Adieu au champion…
Ce matin un message triste et inattendu, mais aussi émouvant et sensible, sur la page facebook d’Ugo Legrand (voir par ailleurs).
Annoncé forfait pour blessure pour Paris, Ugo Legrand, qui nous avait paru effectivement peu rayonnant à Tashkent, a compris sans se faire d’illusions inutiles, que sa situation allait devenir compliquée à gérer. On se demandait qu’elle allait être sa réaction. La voici. Il n’attend pas de subir son destin, il s’en dégage, quelques mois avant les Jeux de Rio, sa dernière ligne de mire, alors qu’il n’a que 26 ans. Que ce serait-il passé si il avait pu faire le championnat du monde d’Astana comme il en exprimait le désir ? Peut-être aurait-il pu se reconnecter à temps pour prendre la bonne foulée, se lancer dans sa dernière préparation avec le bon rythme pour une ultime médaille… Il était encore en convalescence à ce moment-là, mais l’encadrement national avait aussi fait le pari qu’il reviendrait plus fort avec la frustration du manque. Ce ne sera pas le cas. Eloigné un peu trop longtemps, trahi par son corps et – peut-être par son cœur dans lequel la motivation était devenu difficile à trouver – il quitte la scène en Cyrano. L’annonce est à son image. Elle est brutale et imprévisible, mais ne manque ni de panache ni d’élégance, à la manière de ce champion indispensable qui a apporté en moins de de dix ans, non seulement un palmarès formidable (champion d’Europe et du monde junior en 2008, trois fois médaillé européen, dont l’or en 2012, deux fois médaillé mondial en 2011 et 2013 et médaillé olympique en 2012), son judo d’exception, mais aussi une certaine posture, une attitude, qui resteront des marqueurs de cette décennie.

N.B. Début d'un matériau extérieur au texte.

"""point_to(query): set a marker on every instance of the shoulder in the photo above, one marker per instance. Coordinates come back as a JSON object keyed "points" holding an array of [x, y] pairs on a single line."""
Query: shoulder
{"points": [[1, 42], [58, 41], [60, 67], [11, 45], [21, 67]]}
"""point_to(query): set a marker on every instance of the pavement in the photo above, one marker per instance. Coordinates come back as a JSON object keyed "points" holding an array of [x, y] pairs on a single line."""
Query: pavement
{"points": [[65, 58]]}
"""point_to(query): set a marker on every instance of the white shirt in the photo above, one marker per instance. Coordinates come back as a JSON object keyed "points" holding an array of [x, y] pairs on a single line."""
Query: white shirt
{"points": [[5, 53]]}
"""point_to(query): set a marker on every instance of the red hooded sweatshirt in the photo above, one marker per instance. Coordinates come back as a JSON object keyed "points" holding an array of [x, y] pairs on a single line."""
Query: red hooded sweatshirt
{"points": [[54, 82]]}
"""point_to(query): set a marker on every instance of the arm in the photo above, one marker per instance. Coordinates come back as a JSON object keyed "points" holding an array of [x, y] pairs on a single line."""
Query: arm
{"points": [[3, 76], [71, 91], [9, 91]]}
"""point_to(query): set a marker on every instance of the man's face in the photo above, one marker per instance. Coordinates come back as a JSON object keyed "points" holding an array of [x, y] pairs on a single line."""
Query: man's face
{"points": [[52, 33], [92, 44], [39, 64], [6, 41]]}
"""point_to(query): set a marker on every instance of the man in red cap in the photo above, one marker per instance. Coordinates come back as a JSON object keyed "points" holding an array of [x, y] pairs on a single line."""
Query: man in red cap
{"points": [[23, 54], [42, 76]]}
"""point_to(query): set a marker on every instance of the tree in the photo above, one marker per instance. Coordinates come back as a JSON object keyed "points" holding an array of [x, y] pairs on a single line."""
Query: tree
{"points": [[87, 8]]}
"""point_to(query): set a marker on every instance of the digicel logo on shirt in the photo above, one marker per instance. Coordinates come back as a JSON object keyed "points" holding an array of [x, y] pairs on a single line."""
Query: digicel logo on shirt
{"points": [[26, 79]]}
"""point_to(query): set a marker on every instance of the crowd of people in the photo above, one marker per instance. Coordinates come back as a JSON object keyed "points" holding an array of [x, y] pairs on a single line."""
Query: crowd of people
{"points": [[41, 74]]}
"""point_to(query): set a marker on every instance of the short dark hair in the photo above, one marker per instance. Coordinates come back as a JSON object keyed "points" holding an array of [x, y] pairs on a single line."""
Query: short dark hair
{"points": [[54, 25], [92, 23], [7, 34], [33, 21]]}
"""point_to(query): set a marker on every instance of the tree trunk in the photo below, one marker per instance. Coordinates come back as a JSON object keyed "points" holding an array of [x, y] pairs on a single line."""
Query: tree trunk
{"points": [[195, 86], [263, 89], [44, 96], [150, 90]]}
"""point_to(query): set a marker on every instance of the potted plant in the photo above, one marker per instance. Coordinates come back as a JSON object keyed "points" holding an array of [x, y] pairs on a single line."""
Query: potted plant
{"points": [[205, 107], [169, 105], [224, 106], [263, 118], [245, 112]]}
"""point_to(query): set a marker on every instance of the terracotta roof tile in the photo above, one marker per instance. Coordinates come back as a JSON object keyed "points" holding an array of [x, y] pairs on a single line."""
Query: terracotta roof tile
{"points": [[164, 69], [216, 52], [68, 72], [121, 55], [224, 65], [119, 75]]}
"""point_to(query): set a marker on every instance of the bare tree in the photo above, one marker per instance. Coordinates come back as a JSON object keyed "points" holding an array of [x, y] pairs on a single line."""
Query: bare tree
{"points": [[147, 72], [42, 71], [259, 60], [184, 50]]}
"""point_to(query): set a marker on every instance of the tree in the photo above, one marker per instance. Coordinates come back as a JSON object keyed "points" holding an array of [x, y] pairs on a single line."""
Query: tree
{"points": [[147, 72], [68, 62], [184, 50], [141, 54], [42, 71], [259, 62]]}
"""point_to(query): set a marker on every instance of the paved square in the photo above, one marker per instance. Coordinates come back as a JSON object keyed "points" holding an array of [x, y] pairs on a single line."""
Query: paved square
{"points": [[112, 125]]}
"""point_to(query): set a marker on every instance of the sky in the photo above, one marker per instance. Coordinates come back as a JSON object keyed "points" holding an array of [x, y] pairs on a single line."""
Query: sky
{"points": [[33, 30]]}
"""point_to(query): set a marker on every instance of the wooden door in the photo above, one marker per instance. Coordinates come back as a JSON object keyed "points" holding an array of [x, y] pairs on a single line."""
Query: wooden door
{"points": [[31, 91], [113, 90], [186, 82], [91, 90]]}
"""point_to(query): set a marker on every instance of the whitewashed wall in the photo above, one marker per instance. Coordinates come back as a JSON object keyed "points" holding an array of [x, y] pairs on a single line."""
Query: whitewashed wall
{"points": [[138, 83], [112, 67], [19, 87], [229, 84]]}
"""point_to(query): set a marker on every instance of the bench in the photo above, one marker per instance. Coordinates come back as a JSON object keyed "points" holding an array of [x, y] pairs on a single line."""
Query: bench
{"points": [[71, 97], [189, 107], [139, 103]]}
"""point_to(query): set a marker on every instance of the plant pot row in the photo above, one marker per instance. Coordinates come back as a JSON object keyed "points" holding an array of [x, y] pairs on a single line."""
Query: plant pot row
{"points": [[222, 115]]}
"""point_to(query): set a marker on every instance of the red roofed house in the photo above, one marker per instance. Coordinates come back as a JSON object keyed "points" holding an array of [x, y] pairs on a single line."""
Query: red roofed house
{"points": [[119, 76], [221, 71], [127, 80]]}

Individualiste et généreux, indépendant et charismatique, détaché et convaincu, libertaire et auto-discipliné, ce bohème attiré par les grands espaces a traversé le haut niveau comme nul autre avant lui, affirmant son autorité avec une confiance en lui et une capacité de concentration totalement bluffantes, mais aussi une distance, l’évidente attraction pour un ailleurs, un au-delà. Il a mené sa carrière avec une sorte de détachement étrange, d’ironie, comme une démarche artistique.
Ugo Legrand aurait voulu être champion olympique, mais il était pressé aussi de voir autre chose, de faire autre chose. Son exil forcé de la haute compétition l’année dernière a encore pressé le mouvement. Bonnet sur la tête et barbe rimbaldienne, on le voyait déjà tourné vers d’autres horizons, voyages, rencontres, volonté d’engagement. Il est pressé de grandir encore. Il y a des évidences comme ça : Ugo Legrand n’a pas encore donné le meilleur de lui-même et c’est une bonne nouvelle pour un champion de sa trempe. Son avenir est réellement devant lui. On le souhaite aussi riche qu’il est capable de le construire. Nous, nous le regrettons déjà.